I left Diana sleeping at the boatel, a note on my pillow that I'd gone back to Lafitte to check out the garage.
Bubba's car was still pulled up under the oaks, but this time I didn't park near it. I found a place down the road and walked back, checking behind each bush for a lurking hulk.
There was a clearing in front of the garage for the big double doors to open out into, and a rutted driveway, part mud, part shells, that was lined by oak trees, the kind of oak-lined drive you see in front of antebellum homes along the river. The garage itself was padlocked with a lock about as sturdy as the one on the dock box. All it took was one blow with a rock that fit in the palm of my hand. Either Lafitte was populated with the most trustworthy people in the world, or Bubba's network of spies was extensive. I'd put my bet on the latter.
I opened the door enough to get in and closed it again. Inside the garage, with the help of Diana's flashlight, I could see plenty enough space for two trucks. At present only one was there, though I could see marks on the dirt floor of the garage where another had been.
It was an insulated refrigerated truck, the container part about twelve feet long. Its sliding back door was propped open. A slanting metal ramp led to a dark interior where I could see the dim outlines of a lot of boxes. I went up the ramp. The boxes, collapsible wooden crates reinforced with wire, were for transporting seafood. I poked around a bit, but there was nothing else except a fish smell that kept my nose wrinkled. It wasn't a bad smell really, because everything was clean and being aired properly, but it wasn'
t a place to spend a lot of time either. I went down the ramp and outside, glad to be breathing fresh bayou air again.
Larry Silva had told me Bubba made a lot of money fishing and indeed he must have to be able to afford even one of those refrigerated trucks. But in this part of the world plenty of fishermen with large boats made good money and had refrigerated trucks. I could see nothing particularly unusual about this part of Bubba's setup, but I reminded myself that Bubba's illegitimate activities could easily have paid for the trucks.
When I got back to the boatel Diana was dressed and wanted to get back to town. She had a command performance society ordeal to attend that evening and needed the afternoon to get ready for it.

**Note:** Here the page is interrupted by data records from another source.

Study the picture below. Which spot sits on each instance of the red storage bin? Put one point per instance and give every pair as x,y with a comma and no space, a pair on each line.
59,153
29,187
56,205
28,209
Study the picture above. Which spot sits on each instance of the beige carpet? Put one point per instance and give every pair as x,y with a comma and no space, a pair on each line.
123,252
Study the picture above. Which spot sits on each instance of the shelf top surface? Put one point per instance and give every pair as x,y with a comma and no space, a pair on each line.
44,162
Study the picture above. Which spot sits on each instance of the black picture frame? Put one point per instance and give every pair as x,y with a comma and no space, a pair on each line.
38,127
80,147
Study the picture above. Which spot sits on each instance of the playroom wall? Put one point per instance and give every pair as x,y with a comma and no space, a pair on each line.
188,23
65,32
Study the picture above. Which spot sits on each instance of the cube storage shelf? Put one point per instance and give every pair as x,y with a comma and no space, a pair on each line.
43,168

We didn't talk much. I figured she was thinking about what to wear while I wondered if she was going with the lawyer Wiley St. Cyr. She needed both of us, I was telling myself—not without a twinge of jealousy—because I could never be part of her high society life, so it surprised me considerably when we pulled up in front of her apartment and she invited me to her parents’ annual soiree to kick off the holiday season the following Saturday night.
Diana, it turned out, was getting ready to make a statement. And a proposal.
Maurice and Nita seemed to have vanished. No one was at home, and Maurice wasn't at the office. I went back to the Euclid, shaved, showered, changed, and tried again. When I still couldn't get them, I called Aubrey Wohl. He told me to meet him at his boat around four o'clock. That gave me time to go see a guy I knew in the Channel who put the key cylinder back into the steering column of the Thunderbird.
Aubrey kept his shrimp boat at Happy Jack, which is on the road to Venice, Louisiana—the very last town before the mouth of the Mississippi.
Aubrey had a sprightly looking Lafitte skiff about twenty-five feet long, rigged with wing nets and electrical winches to move them. When I got to Happy Jack, nothing but a small fishing village, I spotted the boat right away, because Aubrey was standing on the fan tail coiling a heavy yellow line. He had on the regulation white boots.